Years ago, during my undergrad, I attended a lecture about grad school. One of my profs talked about his experience being a grad student, and how he’d worked between his undergrad and starting grad school. He made the point that if you save a little bit of money and bring it into your grad studies, life can become a lot more pleasant (with the ability to take a pretty undergrad out to a movie or to purchase the odd pitcher of beer).
At the time, I thought this was the most blatantly obvious thing I’d ever heard (I’ve always been a saver and had a bit of extra cash available, even through my undergrad). The funny thing though is, 1) most people don’t realize this and 2) it’s not just true about grad school – it’s true about life.
Say someone is working paycheck-to-paycheck, maybe supporting a family or maybe just themselves and a deluxe apartment in the sky. Every two weeks, his pay is eagerly devoured by all his life expenses, with anything extra he can afford disappearing into a credit card debt (that never seems to get smaller). Say on a Wednesday before payday the boss comes in and rips the guy a new hole for something that isn’t his fault. How is he feeling?
Take another guy, similar situation but no debt and 3 months of savings in the bank. Maybe his daughter only goes to 1 dance lesson per week, maybe his deluxe apartment is actually a shared 2 bedroom in a 30 year old building. His boss comes in and rips him a new hole for something that isn’t fair. How is he feeling? Pretty willing to tell the guy off and head home to enjoy a long weekend before starting his new job search, eh?
The joke of it is, the employer would probably pick up on the first person’s desperation and would be less likely to chew the second guy out (because he’s probably stood up for himself in past situations). I suspect employers and managers often get a feel for the people who really need the next paycheck. In “The Millionaire Next Door” it talks about the two daughters of a rich guy. A man marries one daughter and accepts a cushy job at his company. The old bugger treats him like a servant in the house and after a couple cocktails starts calling him bozo. The other son-in-law politely refused a similar position and had refused monetary handouts, and every time he visited was treated as a honoured guest.

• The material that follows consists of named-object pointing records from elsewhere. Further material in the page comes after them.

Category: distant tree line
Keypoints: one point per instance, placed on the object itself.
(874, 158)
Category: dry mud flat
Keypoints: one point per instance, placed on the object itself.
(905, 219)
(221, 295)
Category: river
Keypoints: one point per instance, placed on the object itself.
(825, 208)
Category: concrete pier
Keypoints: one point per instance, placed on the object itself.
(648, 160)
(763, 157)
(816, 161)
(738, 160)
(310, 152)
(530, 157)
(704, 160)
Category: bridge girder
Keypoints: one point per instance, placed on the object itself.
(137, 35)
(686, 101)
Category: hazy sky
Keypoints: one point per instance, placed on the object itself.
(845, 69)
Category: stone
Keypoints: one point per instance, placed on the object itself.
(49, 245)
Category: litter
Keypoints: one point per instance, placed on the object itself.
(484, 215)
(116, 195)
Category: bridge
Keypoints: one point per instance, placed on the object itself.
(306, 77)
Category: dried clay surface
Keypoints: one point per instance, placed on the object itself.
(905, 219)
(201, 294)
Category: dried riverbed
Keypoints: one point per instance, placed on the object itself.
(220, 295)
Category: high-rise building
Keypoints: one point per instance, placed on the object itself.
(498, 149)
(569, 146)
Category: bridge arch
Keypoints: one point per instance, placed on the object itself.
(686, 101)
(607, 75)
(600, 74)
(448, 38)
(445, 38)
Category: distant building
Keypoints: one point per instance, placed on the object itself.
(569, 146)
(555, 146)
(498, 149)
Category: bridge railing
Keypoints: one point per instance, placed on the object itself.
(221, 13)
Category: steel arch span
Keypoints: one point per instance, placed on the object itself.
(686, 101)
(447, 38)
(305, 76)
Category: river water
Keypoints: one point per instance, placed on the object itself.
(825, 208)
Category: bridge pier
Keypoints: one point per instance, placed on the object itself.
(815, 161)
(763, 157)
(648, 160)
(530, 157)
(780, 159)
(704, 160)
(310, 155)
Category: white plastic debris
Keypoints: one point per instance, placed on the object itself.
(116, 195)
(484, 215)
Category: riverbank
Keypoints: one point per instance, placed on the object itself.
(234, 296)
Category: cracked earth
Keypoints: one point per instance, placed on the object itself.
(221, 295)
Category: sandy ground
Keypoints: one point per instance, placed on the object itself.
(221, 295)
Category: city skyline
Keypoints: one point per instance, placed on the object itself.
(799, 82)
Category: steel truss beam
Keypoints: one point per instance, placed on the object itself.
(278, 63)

Your dignity shouldn’t be for sale. Especially for the consumer trinkets they offer these days. Having someone sense your desperation and run you down will make you feel far worse then the $300 running shoes or the trip to the all-inclusive made you feel good.
Being debt-free with 3 months of living expenses (either in the bank, in the stock market or in property) is half-way to freedom. Until then you’re just a slave.